The purpose of this article is to do a review of the anesthetic implications in the most frequent dystrophies, based on a systematic literature review. However, due to the quality of the evidence—which is based on case reports, case series, and subject reviews—the information is presented as a descriptive review. Further studies are needed to contribute with a higher level of evidence, although probably this may be difficult due to the low frequency of this type of pathology, to show the safest anesthetic strategies in patients with muscular dystrophies. Up to now, we just have the shared experience of the authors and of the institutions devoted to care for patients with rare diseases; it must be highlighted that most of the available studies are case series in pediatric patients.

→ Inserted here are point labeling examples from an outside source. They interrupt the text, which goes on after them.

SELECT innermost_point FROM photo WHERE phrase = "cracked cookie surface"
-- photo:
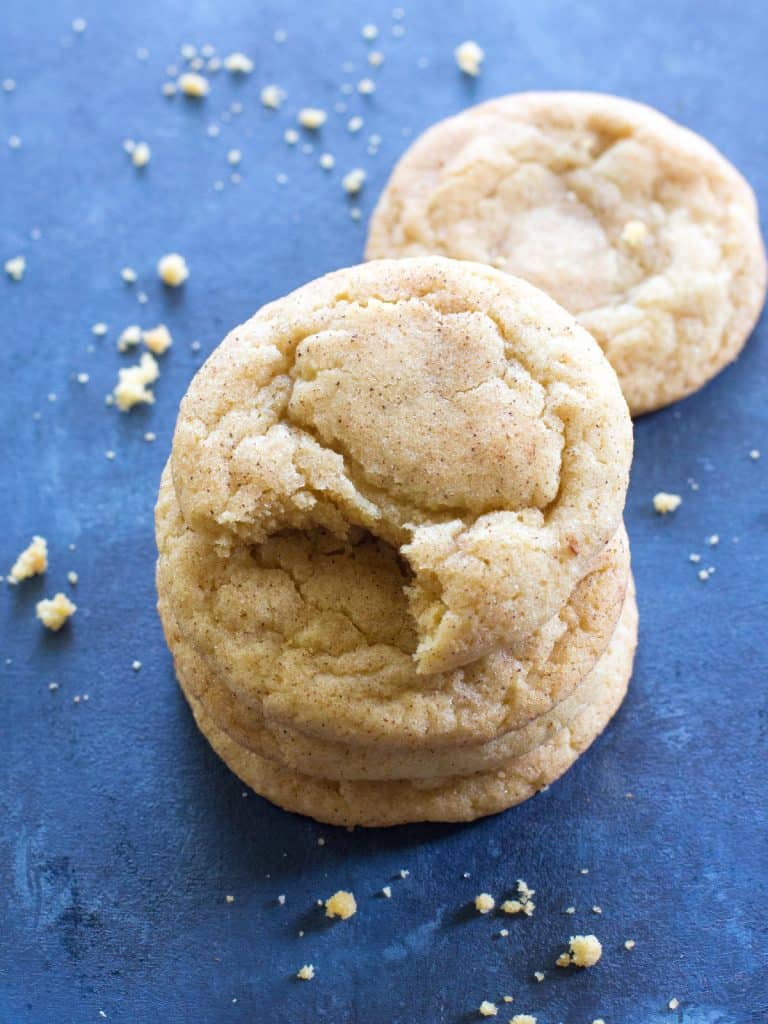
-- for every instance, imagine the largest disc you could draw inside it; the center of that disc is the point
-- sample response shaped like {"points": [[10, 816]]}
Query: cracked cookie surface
{"points": [[453, 412], [449, 799], [313, 633], [638, 226]]}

Muscular dystrophies are a group of congenital, heterogeneous diseases, with a different genetic origin and with widely variable clinical manifestations. All of them have significant anesthetic implications that represent a very high perioperative risk for patients, and require accurate knowledge to anticipate and provide specific management in each case. The main complications of muscular dystrophies are ventilator failure, malignant cardiac arrhythmias, hyperkalemia, rhabdomyolisis, cardiovascular instability, and sudden death. Although these diseases are apparently unrelated to malignant hyperthermia, they do share the need to avoid the use of depolarizing muscle relaxants and prefer the use of intravenous anesthetic techniques or regional anesthesia to reduce the risk of these complications, that could be associated with the use inhaled anesthetics. A careful pre-surgical evaluation is recommended to identify the general condition of each patient, the surgical risk, and to adopt a multidisciplinary approach that ensures the best perioperative care and reduces the complications associated with the disease and the management of anesthesia. It is mandatory to assess the risk/benefit of any surgical and anesthetic procedure in patients with muscular dystrophy, before an intervention.
Protection of human and animal subjects. The authors declare that no experiments were performed on humans or animals for this study.
Right to privacy and informed consent. The authors declare that no patient data appear in this article.
The current article was financed with the author's personal resources.
Conflicts of interest
There are no conflicts of interests to disclose.